Certes, le texte limite les finalités des sondes à la cybersécurité, et précise que seules les données « directement utiles à la prévention des menaces» seront conservées, les autres étant « immédiatement détruites». Les limites sont aussi techniques  : analyser en temps réel des flux de données est coûteux en bande passante, explique à Libération Kavé Salamatian, professeur d’informatique à l’université de Savoie et spécialiste des réseaux. Lors du FIC, Guillaume Poupard assurait d’ailleurs qu’il était « hors de question de faire passer l’ensemble des flux à travers des sondes» et qu’il s’agissait de viser « certains flux plus critiques». Suffisant pour rassurer ? Pas certain.
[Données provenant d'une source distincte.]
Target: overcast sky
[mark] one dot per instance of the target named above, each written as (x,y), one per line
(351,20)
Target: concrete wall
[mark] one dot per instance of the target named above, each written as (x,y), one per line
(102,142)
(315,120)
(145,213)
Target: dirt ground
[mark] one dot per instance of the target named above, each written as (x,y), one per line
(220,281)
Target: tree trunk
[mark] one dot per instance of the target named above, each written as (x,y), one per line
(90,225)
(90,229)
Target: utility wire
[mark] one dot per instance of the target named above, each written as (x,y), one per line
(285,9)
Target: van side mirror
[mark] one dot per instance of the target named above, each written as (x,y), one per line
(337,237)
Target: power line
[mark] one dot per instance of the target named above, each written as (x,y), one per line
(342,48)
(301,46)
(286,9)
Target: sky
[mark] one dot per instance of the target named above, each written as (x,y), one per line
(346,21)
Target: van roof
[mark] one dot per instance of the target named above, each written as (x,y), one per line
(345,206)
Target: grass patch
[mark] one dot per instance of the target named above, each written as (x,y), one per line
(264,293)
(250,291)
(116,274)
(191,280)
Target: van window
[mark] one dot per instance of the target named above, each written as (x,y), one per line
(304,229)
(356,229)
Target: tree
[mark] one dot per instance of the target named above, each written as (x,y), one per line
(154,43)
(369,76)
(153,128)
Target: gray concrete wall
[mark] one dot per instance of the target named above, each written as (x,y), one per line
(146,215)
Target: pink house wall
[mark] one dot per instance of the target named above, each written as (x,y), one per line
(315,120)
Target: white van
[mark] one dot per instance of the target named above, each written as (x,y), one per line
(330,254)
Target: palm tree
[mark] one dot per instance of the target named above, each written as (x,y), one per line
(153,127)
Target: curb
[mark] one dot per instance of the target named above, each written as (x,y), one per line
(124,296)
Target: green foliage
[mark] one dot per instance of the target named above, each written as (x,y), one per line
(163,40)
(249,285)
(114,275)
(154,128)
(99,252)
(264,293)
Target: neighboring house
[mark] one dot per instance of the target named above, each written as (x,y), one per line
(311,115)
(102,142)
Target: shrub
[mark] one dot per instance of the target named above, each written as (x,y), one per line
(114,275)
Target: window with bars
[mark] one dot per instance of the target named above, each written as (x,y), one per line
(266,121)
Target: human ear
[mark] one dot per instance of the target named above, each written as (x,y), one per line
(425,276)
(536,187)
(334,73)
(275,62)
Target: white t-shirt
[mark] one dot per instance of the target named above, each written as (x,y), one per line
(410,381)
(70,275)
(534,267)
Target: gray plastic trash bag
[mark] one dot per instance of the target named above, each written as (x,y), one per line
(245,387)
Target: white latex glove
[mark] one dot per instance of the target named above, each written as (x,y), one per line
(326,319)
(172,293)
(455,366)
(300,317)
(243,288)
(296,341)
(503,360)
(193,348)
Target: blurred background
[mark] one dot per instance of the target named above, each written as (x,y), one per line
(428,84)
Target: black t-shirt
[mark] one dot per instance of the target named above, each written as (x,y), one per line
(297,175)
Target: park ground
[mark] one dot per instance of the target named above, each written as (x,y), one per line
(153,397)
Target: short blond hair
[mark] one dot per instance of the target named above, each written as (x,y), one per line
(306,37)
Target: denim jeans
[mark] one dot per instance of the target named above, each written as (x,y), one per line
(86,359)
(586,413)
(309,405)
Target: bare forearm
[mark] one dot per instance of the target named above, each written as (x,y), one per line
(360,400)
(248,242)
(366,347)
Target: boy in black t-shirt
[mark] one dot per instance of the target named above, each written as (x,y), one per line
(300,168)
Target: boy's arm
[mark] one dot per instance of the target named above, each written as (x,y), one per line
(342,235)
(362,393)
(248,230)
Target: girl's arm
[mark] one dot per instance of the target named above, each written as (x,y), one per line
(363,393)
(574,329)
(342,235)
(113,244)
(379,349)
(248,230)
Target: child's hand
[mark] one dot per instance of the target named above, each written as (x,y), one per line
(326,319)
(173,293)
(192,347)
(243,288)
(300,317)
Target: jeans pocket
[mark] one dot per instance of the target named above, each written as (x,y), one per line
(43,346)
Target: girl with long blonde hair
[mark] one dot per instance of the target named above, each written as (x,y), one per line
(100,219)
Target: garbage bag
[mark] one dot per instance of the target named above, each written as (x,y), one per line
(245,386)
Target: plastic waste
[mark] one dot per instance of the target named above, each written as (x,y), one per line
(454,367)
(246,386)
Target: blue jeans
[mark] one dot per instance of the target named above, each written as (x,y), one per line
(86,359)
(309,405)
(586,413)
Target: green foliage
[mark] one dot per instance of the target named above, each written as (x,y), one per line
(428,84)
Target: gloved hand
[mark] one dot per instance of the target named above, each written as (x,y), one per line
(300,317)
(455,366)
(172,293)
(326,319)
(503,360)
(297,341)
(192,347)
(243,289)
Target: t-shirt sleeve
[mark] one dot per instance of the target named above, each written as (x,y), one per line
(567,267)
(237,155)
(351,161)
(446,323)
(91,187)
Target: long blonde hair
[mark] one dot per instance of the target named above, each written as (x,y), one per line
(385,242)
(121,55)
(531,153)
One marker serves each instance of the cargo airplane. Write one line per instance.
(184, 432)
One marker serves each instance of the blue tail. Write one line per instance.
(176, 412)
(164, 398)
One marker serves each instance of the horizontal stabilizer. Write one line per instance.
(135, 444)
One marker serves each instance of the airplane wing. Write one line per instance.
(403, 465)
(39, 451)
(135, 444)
Coprésident de la fédération française des fournisseurs associatifs d’accès à Internet (FFDN), Benjamin Bayart juge qu’en tout état de cause, des dispositifs intrusifs ne peuvent pas être mis en œuvre « sans le consentement de l’utilisateur : on ne peut pas admettre la fin du secret des correspondances». Sans compter qu’une fois les outils techniques déployés, leurs finalités peuvent évoluer. « Les gouvernements et les lois changent», soulignait fin février dans Libération Alexandre Archambault, avocat spécialiste du numérique et ancien de Free, qui voit dans l’article 19 une « boîte de Pandore».

Maîtrise

La seconde partie de l’article, celle qui accorde de nouveaux pouvoirs à l’Anssi, est, elle, beaucoup plus claire, mais soulève d’autres questions épineuses. Avec le projet de texte, l’agence pourrait désormais utiliser ses propres sondes de détection chez un opérateur ou un hébergeur, lorsqu’elle remonte jusqu’à un attaquant après une intrusion dans un réseau sensible ou quand elle est « tuyautée» par un partenaire étranger. Aujourd’hui, elle ne peut légalement surveiller l’activité d’un serveur malveillant qu’avec l’accord de celui qui le loue – lequel peut être la victime d’un piratage, mais aussi l’attaquant lui-même. Or, les sondes de l’Anssi, utilisées pour sécuriser les réseaux de l’Etat, scannent bel et bien les contenus, sauf à être bloquées par le chiffrement (ou « cryptage») des communications. Celle-ci veut donc à la fois avoir les coudées franches – la procédure, purement administrative, échappe au cadre judiciaire – et rassurer en plaçant ses nouvelles prérogatives sous le contrôle de l’Arcep.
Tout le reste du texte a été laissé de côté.